Sometimes an image needs to be bigger than life-life as seen through your viewfinder.
Referring to our Crop Dictionary here at Holy Crop! we find that images whose aspect ratios are greater than or equal to 2.0 are classified as a panoramic crop. This means if it is twice or more wide than it is tall it is a panoramic crop-by our definition.
Aspect Ratio: 4.74 – Cropped for a Web Banner
True panoramas are made by either capturing ultra-wide scenes by a continuous capture process or stitching multiple images together. These images need cropping by default because of distortions and leveling issues. That isn’t what we are talking about here. This article is devoted to the cropping of an image to simulate a panoramic feel.
When you go to your next art show, look at how square or nearly-square all the images seem. If a panoramic crop exists, watch how the people gravitate to it. Panoramics capture the eye and the imagination by being different, bold and in many places the most appropriate crop available .

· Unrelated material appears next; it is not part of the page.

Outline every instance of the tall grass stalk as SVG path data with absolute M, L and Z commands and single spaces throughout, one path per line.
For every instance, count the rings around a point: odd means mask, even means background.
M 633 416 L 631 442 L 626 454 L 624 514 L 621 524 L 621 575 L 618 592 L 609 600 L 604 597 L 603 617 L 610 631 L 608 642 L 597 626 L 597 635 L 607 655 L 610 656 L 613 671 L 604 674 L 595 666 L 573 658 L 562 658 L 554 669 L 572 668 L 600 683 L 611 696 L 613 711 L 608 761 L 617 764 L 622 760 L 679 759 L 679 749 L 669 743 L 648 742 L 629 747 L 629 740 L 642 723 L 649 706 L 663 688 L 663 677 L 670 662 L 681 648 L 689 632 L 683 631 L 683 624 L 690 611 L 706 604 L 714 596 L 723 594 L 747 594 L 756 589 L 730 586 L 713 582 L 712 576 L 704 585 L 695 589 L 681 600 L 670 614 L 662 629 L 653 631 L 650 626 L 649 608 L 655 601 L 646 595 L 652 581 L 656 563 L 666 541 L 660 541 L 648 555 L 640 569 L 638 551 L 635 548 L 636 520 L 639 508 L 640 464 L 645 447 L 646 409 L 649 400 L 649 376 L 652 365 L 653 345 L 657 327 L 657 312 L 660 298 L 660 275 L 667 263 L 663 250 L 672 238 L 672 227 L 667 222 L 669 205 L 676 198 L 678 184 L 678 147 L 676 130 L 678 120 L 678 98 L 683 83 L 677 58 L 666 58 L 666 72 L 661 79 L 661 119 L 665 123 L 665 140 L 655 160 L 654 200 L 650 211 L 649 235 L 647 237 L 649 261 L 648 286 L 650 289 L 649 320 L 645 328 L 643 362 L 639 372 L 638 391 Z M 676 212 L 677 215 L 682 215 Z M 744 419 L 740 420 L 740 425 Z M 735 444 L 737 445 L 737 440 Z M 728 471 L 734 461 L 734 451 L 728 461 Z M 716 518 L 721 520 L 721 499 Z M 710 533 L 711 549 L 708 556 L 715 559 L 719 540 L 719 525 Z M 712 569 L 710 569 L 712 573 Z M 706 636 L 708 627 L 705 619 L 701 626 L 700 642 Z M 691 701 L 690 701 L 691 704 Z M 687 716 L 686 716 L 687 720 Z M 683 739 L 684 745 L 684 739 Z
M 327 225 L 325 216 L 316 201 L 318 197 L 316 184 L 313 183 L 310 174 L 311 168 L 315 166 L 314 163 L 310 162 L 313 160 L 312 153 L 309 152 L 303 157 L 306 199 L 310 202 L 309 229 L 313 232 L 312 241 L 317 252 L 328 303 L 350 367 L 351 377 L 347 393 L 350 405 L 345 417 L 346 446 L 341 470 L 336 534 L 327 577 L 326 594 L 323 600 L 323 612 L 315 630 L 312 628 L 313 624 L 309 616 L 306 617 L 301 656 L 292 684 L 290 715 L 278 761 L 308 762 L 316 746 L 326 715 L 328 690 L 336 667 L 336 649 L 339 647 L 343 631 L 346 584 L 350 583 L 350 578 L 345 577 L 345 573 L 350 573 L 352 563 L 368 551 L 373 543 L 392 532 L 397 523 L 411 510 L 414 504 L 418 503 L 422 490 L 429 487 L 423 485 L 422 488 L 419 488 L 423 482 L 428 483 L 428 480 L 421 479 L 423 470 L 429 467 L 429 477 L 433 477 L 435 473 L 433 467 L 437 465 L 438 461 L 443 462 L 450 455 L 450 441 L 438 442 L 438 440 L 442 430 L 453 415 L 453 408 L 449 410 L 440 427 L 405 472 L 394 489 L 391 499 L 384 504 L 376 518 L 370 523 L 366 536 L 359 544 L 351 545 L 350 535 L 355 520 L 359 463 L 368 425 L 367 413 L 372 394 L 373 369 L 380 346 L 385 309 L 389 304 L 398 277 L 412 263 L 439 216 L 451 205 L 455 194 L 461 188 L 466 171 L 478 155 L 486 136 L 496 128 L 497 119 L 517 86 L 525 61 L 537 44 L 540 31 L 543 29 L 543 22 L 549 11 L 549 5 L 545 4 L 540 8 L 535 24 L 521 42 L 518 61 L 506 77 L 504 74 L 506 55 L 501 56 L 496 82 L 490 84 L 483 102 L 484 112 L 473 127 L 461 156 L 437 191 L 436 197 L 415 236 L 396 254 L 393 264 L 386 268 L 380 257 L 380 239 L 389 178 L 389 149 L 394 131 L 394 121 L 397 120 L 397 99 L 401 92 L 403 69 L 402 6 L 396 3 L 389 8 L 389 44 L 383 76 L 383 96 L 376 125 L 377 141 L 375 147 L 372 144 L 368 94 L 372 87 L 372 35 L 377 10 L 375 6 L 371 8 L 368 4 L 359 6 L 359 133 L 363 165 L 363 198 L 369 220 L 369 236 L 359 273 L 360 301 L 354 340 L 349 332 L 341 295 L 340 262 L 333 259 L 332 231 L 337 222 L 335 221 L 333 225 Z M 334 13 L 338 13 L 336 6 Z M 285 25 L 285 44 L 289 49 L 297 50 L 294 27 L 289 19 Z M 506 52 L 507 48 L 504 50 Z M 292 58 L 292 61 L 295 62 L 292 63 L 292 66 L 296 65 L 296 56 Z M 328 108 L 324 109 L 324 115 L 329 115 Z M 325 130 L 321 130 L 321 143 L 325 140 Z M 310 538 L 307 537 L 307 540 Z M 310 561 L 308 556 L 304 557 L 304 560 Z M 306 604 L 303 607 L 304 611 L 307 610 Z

There are many reasons to crop to the panorama persuasion. When you are trying to convey a sense of space, wide-open space, a wide-open crop is the first choice. It makes the scene feel more expansive.
Often you are trying to convey a sense of horizontal motion. In this case, a radically horizontal crop can aid in telling the motion story. The movement of the panning, the travel direction of the NA Pronghorn and the crop all enhance the motion I am trying to convey.
Sometimes you are cropping to remove negative or dead space from your image. In the image above, the sky is a nondescript blue field void of any useful detail. The foreground is interesting. The peak on the right and the moon on the left are both desirable elements. To leave them both in means more interesting foreground (to the point of making to too much of a good thing), more uninteresting sky, or a panoramic crop.
One thing you might not have noticed about the panoramic crop. You can get away (sometimes) with breaking a rule of composition when you crop extra-wide. Horizons-close to center, all of a sudden, don’t stand out as much when you go wide.
Sometimes you just have wide subjects. When this happens try a horizontal crop with an aspect greater than 2.0 and see if the subject becomes more powerful. This waterfall is very wide and shot straight-on, it is difficult to compose-especially given the early-morning canyon light. A tight panoramic crop brings the subject into strength and eliminates some difficult areas.
Banners in web and print often call for radically horizontal cropping. The first image in this article was cropped to fit the needs of a web banner for one of my blogs. There are many places in the world for the panoramic crop style.
As I looked through my panoramic crops, I find that I tend to try certain ratios first:
Depending upon my needs these are the aspects I try first. They tend to work out better when printing them N-up on a more traditionally ratio paper. After choosing the ratio that seems most pleasing, I might tweak it to obtain a stronger image or remove a distraction. If I end up at 2.77, I am not concerned-as long as the image is as strong as possible. If I had to pick a favorite, I would have to say that 2.5:1 tends towards the top.
Don’t be afraid to chop off the top and bottom in your quest for a stronger image.